Earthward: Hydrogen

This week, pv magazine USA, which offers daily updates on the solar industry, reported that the Biden administration is forming a Hydrogen Interagency Task Force to be jointly led by the Department of Energy and the White House Office of Domestic Climate Policy. According to Mary Frances Repko, the White House deputy national climate advisor, the purpose of the task force is to leverage the strengths of the US government to build the green hydrogen economy. Hydrogen has two major connections to PV solar technology. First, among the cleanest ways to produce hydrogen is via solar-powered electrolysis, where an electric current generated by PV cells drives a chemical reaction that splits water (H2O) into hydrogen (H2) and oxygen (O2). Second, hydrogen can help solve the problem posed by the intermittency of sunlight, which creates the need for energy storage to grow simultaneously with solar PV. Today natural gas essentially functions as the grid’s most prominent energy storage device, since it is a potent, easily obtained source of chemical energy that can be moved around and burned when needed to drive electric generators. But hydrogen has the potential to play precisely the same role – with the great benefit, of course, that burning it to make electricity simply regenerates the water molecule, with no carbon dioxide emissions.

Most climate and energy analysts think of green hydrogen as an “emerging” technology – not yet ready for prime time, but with substantial promise to drive future emissions reductions. It is not easy to know, however, precisely what roles hydrogen is best suited for in a decarbonized economy. One challenge in thinking clearly about hydrogen is that it is both an energy source to power processes like electricity generation, and an essential ingredient to manufacture necessary commodities. On the energy side, because hydrogen burns with a very hot flame, it is well suited to replace natural gas in providing the intense heat needed to fire industrial processes like cement and glassmaking. And while EVs have won the day with cars and light trucks, long-haul trucking, shipping and aviation remain as plausible important niches for the direct use of hydrogen in transportation. On the commodity side, hydrogen is a crucial ingredient that goes into the manufacture of fertilizers, steel and methanol. It is also central to petroleum refining, where it is combined with crude oil to generate plastics, asphalt and petrochemicals.

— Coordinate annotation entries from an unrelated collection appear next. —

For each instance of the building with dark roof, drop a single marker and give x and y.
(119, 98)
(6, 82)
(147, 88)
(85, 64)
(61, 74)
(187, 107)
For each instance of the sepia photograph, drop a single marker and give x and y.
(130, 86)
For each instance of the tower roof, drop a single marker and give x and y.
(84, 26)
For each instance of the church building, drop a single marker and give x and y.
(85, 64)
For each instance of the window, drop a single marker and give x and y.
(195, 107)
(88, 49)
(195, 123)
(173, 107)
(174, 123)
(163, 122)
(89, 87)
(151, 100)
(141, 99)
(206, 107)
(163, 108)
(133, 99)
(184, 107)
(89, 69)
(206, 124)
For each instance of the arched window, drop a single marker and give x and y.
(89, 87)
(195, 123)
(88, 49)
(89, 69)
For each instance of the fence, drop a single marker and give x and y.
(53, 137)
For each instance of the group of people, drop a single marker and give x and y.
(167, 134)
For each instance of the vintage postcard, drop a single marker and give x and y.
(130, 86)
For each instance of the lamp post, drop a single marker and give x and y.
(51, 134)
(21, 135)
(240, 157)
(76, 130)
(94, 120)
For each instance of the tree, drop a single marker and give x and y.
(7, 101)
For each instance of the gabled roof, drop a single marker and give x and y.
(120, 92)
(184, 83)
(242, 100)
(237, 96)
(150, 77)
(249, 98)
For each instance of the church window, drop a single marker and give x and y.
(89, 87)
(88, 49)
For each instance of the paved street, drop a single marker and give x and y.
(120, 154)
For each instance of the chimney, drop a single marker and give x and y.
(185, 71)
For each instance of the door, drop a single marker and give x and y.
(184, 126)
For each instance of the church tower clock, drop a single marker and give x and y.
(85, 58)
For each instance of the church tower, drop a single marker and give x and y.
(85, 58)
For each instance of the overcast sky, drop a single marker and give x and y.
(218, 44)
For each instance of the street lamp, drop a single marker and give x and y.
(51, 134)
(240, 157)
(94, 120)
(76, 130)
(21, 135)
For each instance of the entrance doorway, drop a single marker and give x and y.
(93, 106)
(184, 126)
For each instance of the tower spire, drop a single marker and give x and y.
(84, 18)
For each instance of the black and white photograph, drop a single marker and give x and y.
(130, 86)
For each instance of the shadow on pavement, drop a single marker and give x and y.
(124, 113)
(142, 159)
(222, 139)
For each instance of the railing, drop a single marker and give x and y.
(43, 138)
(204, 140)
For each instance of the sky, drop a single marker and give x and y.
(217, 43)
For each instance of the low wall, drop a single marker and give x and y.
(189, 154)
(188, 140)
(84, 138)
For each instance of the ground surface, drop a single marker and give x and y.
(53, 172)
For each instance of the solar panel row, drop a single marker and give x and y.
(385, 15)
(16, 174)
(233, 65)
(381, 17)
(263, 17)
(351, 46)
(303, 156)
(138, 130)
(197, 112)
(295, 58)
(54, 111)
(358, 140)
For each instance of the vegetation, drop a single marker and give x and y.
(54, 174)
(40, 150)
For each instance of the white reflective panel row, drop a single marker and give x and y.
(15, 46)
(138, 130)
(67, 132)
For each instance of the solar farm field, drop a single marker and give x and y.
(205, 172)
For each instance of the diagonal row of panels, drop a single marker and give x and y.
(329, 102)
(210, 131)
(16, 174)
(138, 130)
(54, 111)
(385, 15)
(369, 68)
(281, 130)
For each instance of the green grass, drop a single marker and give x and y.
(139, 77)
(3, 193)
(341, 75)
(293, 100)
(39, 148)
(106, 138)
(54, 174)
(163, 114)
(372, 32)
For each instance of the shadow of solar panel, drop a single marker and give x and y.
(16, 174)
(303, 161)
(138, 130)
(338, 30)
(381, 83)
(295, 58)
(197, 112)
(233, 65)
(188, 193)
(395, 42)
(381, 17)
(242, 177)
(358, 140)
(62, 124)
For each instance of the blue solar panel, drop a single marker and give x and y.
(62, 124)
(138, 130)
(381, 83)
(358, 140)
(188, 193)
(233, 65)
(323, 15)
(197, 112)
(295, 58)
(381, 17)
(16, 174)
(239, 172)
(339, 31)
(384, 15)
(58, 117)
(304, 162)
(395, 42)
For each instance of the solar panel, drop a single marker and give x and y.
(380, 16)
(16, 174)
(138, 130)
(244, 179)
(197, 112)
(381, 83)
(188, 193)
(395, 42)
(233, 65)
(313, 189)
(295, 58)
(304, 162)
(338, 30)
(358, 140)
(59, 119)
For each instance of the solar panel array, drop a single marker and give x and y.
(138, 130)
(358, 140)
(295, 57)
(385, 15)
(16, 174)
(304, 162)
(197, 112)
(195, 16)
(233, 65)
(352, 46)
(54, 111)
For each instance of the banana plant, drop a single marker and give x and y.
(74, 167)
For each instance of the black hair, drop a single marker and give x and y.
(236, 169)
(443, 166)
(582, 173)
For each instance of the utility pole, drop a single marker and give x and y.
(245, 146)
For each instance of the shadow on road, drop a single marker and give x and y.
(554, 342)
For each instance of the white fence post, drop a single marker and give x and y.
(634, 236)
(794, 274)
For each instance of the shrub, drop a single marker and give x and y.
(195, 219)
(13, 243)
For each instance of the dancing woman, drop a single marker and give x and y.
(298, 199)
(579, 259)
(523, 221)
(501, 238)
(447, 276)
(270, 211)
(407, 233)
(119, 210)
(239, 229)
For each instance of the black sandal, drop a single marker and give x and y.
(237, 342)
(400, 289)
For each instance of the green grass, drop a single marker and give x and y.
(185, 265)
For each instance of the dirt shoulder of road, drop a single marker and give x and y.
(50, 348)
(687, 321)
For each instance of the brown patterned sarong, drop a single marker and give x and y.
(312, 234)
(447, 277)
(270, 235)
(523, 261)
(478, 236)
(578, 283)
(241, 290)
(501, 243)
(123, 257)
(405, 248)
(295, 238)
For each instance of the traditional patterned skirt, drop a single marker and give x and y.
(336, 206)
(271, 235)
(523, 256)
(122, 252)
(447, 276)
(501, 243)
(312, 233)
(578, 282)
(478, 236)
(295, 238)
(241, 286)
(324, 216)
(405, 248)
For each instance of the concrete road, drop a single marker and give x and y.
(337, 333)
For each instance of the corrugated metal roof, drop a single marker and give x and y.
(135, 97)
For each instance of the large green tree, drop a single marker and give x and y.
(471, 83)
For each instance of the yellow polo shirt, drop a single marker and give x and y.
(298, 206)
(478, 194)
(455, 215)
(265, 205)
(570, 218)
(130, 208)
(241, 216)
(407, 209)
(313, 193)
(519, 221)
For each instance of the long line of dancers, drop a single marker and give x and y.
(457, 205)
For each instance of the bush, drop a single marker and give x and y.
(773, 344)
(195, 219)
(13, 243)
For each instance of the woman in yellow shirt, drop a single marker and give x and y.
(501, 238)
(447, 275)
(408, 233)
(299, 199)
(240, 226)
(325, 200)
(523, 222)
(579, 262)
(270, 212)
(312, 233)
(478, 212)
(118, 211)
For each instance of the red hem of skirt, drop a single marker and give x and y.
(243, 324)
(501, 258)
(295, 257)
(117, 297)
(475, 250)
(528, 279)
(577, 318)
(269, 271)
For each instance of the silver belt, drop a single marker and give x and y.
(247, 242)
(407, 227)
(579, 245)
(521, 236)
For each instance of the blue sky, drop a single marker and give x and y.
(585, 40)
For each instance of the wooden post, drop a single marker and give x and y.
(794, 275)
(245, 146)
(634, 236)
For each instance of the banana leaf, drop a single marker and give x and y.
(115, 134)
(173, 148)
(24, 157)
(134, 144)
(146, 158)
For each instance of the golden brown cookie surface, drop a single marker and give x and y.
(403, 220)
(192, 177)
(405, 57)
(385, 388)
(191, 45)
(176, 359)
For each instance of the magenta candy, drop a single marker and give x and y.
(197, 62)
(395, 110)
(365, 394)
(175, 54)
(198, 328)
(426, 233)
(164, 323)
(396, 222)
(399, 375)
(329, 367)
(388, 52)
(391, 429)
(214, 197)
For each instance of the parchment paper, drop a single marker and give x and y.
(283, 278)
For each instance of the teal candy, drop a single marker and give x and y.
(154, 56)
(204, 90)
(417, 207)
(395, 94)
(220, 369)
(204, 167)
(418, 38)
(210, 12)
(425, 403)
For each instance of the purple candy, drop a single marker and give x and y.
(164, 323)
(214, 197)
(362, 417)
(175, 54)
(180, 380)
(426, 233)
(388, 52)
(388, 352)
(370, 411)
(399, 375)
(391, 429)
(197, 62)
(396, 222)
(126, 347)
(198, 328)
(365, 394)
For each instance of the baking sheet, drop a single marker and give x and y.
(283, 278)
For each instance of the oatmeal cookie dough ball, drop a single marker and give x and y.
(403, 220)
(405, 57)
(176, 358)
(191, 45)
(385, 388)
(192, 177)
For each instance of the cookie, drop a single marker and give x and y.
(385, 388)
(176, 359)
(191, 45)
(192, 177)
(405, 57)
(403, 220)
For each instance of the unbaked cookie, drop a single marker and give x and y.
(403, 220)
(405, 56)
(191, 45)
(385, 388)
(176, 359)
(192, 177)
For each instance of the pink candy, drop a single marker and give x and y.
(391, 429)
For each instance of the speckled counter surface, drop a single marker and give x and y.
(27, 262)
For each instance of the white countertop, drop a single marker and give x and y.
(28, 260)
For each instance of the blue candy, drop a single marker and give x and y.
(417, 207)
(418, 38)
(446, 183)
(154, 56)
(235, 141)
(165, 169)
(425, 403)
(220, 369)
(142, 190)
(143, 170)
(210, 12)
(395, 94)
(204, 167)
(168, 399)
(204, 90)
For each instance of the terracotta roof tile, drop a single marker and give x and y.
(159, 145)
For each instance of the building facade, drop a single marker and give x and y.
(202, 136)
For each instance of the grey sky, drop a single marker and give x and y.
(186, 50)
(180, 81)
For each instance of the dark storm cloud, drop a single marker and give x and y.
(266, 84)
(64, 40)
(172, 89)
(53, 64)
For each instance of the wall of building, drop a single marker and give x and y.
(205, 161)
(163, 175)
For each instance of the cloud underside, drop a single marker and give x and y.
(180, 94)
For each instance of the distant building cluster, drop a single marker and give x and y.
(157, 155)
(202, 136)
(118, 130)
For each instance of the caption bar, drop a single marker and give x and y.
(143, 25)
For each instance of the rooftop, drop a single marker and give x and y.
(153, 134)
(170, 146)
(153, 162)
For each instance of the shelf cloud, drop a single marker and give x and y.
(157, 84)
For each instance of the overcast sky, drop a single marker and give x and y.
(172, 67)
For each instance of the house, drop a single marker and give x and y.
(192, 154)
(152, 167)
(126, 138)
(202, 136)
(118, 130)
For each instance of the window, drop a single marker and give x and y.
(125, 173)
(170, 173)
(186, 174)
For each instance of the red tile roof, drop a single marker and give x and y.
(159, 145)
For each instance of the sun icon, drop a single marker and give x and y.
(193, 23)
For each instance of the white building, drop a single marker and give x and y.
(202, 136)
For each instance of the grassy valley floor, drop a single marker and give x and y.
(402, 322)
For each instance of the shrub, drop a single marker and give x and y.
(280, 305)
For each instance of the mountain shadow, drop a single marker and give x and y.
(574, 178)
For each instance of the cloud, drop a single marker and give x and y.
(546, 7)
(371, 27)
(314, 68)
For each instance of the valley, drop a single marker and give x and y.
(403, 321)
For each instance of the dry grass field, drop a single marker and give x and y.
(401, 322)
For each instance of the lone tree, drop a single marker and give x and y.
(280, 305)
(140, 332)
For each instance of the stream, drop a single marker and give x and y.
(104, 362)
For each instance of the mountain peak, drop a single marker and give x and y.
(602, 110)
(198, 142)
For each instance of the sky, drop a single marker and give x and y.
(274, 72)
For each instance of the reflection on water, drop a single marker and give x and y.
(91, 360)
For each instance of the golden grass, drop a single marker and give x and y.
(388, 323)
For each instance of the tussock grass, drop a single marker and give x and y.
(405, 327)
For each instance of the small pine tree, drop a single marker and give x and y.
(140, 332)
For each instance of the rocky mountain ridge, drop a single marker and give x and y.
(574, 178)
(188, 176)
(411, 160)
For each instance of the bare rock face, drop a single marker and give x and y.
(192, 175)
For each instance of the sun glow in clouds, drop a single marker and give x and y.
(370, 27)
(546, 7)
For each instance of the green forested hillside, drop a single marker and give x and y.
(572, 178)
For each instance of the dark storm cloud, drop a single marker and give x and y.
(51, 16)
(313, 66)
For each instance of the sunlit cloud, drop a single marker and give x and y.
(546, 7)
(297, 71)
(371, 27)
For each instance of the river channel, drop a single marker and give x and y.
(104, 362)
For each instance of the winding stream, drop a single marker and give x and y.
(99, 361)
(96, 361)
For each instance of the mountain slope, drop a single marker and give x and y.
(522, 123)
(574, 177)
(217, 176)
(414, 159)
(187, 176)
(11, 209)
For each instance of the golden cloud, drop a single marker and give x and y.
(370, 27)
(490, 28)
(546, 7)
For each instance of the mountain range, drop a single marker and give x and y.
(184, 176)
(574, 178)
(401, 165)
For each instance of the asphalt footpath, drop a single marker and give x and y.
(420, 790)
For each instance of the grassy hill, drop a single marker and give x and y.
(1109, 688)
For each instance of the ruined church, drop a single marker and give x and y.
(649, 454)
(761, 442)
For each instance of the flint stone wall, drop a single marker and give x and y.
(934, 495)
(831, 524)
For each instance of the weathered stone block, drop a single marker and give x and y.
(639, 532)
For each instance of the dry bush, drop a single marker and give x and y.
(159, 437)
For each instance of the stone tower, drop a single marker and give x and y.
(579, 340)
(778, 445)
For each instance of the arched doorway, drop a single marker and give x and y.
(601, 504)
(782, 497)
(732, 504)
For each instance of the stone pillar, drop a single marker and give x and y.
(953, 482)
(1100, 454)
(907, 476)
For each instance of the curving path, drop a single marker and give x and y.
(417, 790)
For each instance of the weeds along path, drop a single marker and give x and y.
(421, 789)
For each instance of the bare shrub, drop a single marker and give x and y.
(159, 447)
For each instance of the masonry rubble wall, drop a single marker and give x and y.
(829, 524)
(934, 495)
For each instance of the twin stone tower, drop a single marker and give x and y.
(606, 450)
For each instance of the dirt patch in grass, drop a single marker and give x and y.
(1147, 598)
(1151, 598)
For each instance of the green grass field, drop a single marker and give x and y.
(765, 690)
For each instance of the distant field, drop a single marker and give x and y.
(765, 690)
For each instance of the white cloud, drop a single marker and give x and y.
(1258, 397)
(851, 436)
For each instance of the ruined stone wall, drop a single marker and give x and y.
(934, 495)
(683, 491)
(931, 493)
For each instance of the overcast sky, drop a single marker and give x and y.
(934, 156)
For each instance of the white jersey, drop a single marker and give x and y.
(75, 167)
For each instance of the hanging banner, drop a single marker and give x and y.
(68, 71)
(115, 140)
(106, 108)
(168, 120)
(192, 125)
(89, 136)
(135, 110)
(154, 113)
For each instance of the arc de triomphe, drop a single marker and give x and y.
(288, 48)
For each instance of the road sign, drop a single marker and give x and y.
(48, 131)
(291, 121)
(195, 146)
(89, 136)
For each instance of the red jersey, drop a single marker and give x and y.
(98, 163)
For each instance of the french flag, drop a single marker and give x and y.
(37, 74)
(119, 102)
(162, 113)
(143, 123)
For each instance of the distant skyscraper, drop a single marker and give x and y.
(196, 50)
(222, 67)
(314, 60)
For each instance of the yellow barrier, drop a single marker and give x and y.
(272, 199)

Back in 2003, President George W. Bush famously stated that hydrogen would be the promising fuel of the future because it is easily available “right in our backyard”. Actually, the hydrogen molecule (H2) is found in only trace amounts in Nature, making it (like electricity) an energy carrier rather than a primary energy source. So the big issue with respect to hydrogen’s role in the green economy is how to manufacture it without causing more climate pollution than it solves. Today almost all of the 10 million tons of hydrogen produced annually in the US is made by a process called steam methane reforming, which involves heating natural gas in the presence of water to yield the hydrogen together with carbon dioxide. One way to fix this is to install carbon capture and storage (CCS) equipment in the manufacturing plant, creating so-called “blue” hydrogen that is decarbonized to the extent that the CO2 is prevented from escaping. The better but more expensive approach is to make “green” hydrogen via electrolysis powered by renewable energy like sunlight. Not making decarbonized hydrogen at all, however, is not an option – because we will always need a stable, energy-rich molecule that burns to generate industrial heat and can be used to make other energy-rich commodities like fertilizers. Absent fossil fuels, the only other possibility is biomass, which, needless to say, has its own role in Earth’s healthy climate system and cannot be relied on as a major energy source.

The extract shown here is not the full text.